NYC Congestion Pricing Plan Can Proceed After Nod From U.S.
(Bloomberg) -- A New York City congestion-pricing program can move forward following years of delay after the state’s transit agency got the go-ahead to proceed from the U.S. Transportation Department Tuesday.
The Biden administration said the New York Metropolitan Transportation Authority could undertake a federally required environmental assessment and solicit public reaction to the program, a key step toward implementing a pricing system that would charge motorists going into midtown Manhattan from 60th Street to Battery Park.
The planned once-daily toll could generate $15 billion over four years for the MTA for needed improvements in the city’s subways, buses and regional rails and would become the nation’s first cordon congestion pricing toll zone of this scale, according to a statement from the U.S. Federal Highway Administration.
The fees, which would help reduce the city’s traffic bottlenecks and improve air quality, could also help fund the MTA’s five-year $51.5 billion capital plan.
New York Governor Andrew Cuomo praised the decision Tuesday and said congestion pricing would “play a critical role as New York and the nation begin to recover from the pandemic.”
“Congestion pricing is an internationally proven method to reduce traffic congestion, enhance the availability and reliability of public transportation, and improve our air quality,” Cuomo said in a statement Tuesday.
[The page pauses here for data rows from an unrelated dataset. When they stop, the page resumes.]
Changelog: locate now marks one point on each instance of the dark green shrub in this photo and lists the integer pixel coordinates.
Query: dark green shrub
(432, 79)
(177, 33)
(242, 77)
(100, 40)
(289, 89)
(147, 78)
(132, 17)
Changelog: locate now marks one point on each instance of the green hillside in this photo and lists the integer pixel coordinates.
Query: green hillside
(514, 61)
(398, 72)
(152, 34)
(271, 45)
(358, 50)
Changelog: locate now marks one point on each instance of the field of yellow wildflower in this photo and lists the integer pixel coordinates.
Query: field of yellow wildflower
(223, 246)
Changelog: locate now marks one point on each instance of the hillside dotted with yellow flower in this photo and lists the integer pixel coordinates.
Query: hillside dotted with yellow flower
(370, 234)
The environmental assessment will look at how charging a toll on vehicles driving into Manhattan would affect traffic volumes and emissions.
But a more streamlined process for reviewing the plan’s environmental impacts will help move the project along faster than if a more formal environmental review was required, providing a victory for state and local officials who have derided the plan’s long delays under the Trump administration. The program’s start could still be several months away.
“The FHWA looks forward to assisting New York so we can arrive at a prompt and informed” environmental review, acting Federal Highway Administrator Stephanie Pollack said in a statement Tuesday.
She called New York’s plan an “important and precedent-setting project.”
MTA Chairman and CEO Patrick Foye said the agency is working with the federal government to develop a preliminary design for the roadway toll system in Manhattan, and the technology to enforce it, he said.
“It’s more important than ever that our region has a strong and robust MTA to help power the economic recovery,” Foye said in a statement.
Businesses and commuters from New York, New Jersey and Connecticut will also have a chance to respond to the plan, the highway agency said.
Opponents to the program in New York City’s outer boroughs, as well as suburban areas of Long Island, Westchester and New Jersey, have threatened to sue the state for what they refer to as the equivalent to a tax on commuters in those areas.
“At a time when New York City is trying to recover from the pandemic and is already losing residents and businesses to other lower-taxed states at record pace, the last thing we need is another toll to enter the central business district of Manhattan,” said Republican U.S. Representative Nicole Malliotakis, who represents Staten Island and Brooklyn.
While opponents views should be heard, their concerns pale compared to the need for more effective mass transit to spur regional economic growth, New York City Mayor Bill de Blasio said on Tuesday.
“New York City is the economic engine for the region,” de Blasio said during a press briefing. “This is something that is going to have so much to do with the future of New York City because the future is mass transit.”